14       Mit dem Zulässigkeitsvorbringen, das BVwG habe die Verpflichtung zur gemeinsamen Führung sämtlicher beim BVwG anhängiger Beschwerdeverfahren der Revisionswerber als Familienangehörige (iSd § 2 Abs. 1 Z 22 AsylG 2005) verletzt, weil die Verfahren von unterschiedlichen Richtern entschieden worden seien, macht der Revisionswerber somit einen Verfahrensmangel geltend (vgl. abermals VwGH Ra 2018/01/0204).

15       Werden Verfahrensmängel als Zulassungsgründe ins Treffen geführt, muss auch schon in der gesonderten Zulässigkeitsbegründung die Relevanz dieser Verfahrensmängel, weshalb also bei Vermeidung des Verfahrensmangels in der Sache ein anderes, für den Revisionswerber günstigeres Ergebnis hätte erzielt werden können, dargetan werden. Dies setzt voraus, dass - auch in der gesonderten Begründung für die Zulässigkeit der Revision zumindest auf das Wesentliche zusammengefasst - jene Tatsachen dargestellt werden, die sich bei Vermeidung des Verfahrensmangels als erwiesen ergeben hätten. Die Relevanz der geltend gemachten Verfahrensfehler ist in konkreter Weise darzulegen (vgl. VwGH 25.3.2021, Ra 2021/20/0062 bis 0064, mwN).

16       Diese geforderte Relevanzdarlegung gelingt dem Revisionswerber fallbezogen mit dem bloßen Hinweis, dass „das BVwG die Ehegattin und die Kinder zum Fluchtvorbringen befragen [hätte] können, da diese selbst Teil der Verfolgung wurden“, ebenso wenig wie mit dem Hinweis, dass die Ehegattin des Revisionswerbers die „Ermittlungen der Staatendokumentation wirksam [hätte] entkräften können.“

17       Soweit sich die Revision in den weiteren Zulässigkeitsausführungen gegen die Beweiswürdigung wendet, genügt der Hinweis, dass sich nach der ständigen Rechtsprechung des Verwaltungsgerichtshofes das Revisionsmodell nach dem Willen des Verfassungsgesetzgebers an der Revision nach den §§ 500 ff ZPO orientieren soll (vgl. RV 1618 BlgNR 24. GP 16). Ausgehend davon ist der Verwaltungsgerichtshof als Rechtsinstanz tätig, zur Überprüfung der Beweiswürdigung ist er im Allgemeinen nicht berufen. Auch kann einer Rechtsfrage nur dann grundsätzliche Bedeutung zukommen, wenn sie über den konkreten Einzelfall hinaus Bedeutung besitzt. Eine Rechtsfrage grundsätzlicher Bedeutung im Zusammenhang mit der Beweiswürdigung liegt nur dann vor, wenn das Verwaltungsgericht die im Einzelfall vorgenommene Beweiswürdigung in einer die Rechtssicherheit beeinträchtigenden, unvertretbaren Weise vorgenommen hat (vgl. für viele VwGH 21.7.2021, Ra 2021/01/0223-0224, mwN). Eine derart krasse Fehlbeurteilung des BVwG im Rahmen der Beweiswürdigung wird in der Revision nicht dargetan.

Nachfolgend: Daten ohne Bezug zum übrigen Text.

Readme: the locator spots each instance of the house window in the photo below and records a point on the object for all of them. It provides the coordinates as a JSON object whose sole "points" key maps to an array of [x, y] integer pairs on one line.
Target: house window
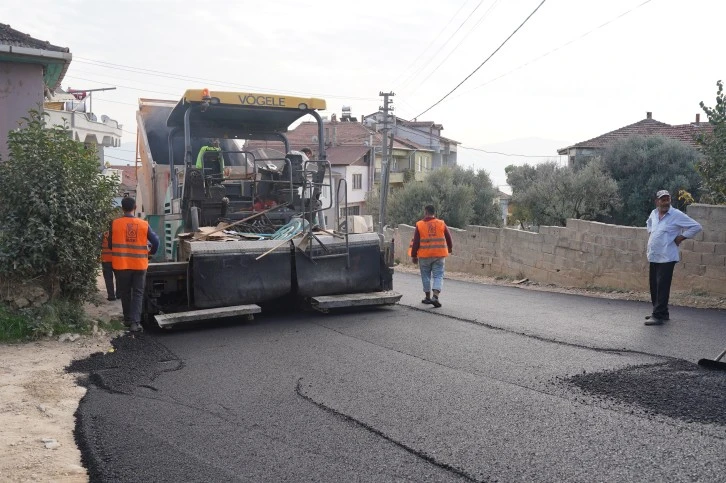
{"points": [[352, 211]]}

18       In der Revision werden vor diesem Hintergrund keine Rechtsfragen aufgeworfen, denen im Sinne des Art. 133 Abs. 4 B-VG grundsätzliche Bedeutung zukäme. Die Revision war daher im erwähnten Umfang zurückzuweisen.

Zu II.:

19       Berechtigung kommt der Revision jedoch insoweit zu, als sie sich gegen die Rückkehrentscheidung richtet.

20       Soweit die Revision dazu vorbringt, dass bei gemeinsamer Führung als Familienverfahren auch dem Revisionswerber ein „humanitärer Aufenthaltstitel“ zu erteilen gewesen wäre, macht sie fallbezogen - schon unter dem Aspekt der Gefährdung der Aufrechterhaltung des Familienverbandes (vgl. auch dazu VwGH Ra 2018/01/0204) - einen relevanten Verfahrensmangel geltend.

21       Das angefochtene Erkenntnis war daher im Umfang der Rückkehrentscheidung und der darauf aufbauenden Spruchpunkte, die ihre Grundlage verlieren (vgl. etwa VwGH 19.10.2021, Ra 2021/18/0259, 0260), wegen Rechtswidrigkeit infolge Verletzung von Verfahrensvorschriften gemäß § 42 Abs. 2 Z 3 lit. b und c VwGG aufzuheben.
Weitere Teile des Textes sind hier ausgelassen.